Marny Godden: Where's John's Porridge Bowl?

★★★
comedy review (edinburgh) | Read in About 2 minutes
Published 17 Aug 2016

Here's a strange and bewitching thing. Marny Godden's succession of unsettling characters are all ostensibly motivated by the search for a mystical wooden porridge bowl. A Gandalf-like sage opens the show ruing its loss, and interrogating the audience on its whereabouts. By the end of the show the bowl is back, but I'm not sure that matters. Instead the pleasures on offer here arise from the succession of heavily-costumed characters that reveal a performer bent on comically destabilising an audience enjoying the confusion.

Thus a shouty policeman spends a lot of time ensuring the crowd knows what his name is. A northern dog is obsessed with keeping it real. A single-toothed character recounts what it's like to live with such problematic dentistry. There is a lot of audience participation, including a game of musical statues and a very funny session of word association. This is all pleasingly off-kilter, in one of those shows where the pleasure is in trying to keep up with what's going on.

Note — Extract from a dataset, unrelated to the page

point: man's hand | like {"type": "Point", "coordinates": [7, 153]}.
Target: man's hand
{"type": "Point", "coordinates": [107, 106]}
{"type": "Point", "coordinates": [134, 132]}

Godden is a manic performer, grinning to the audience through the gap-filled screen she unnecessarily hides behind for costume changes. That all this doesn't quite sing as it might is down to the audience not quite being given enough clues as to how to make sense of it all. But there's joy in a gig where the performer's vision is pure, even if it feels like some of these ideas are still yet to be fully crystallised. Give her time.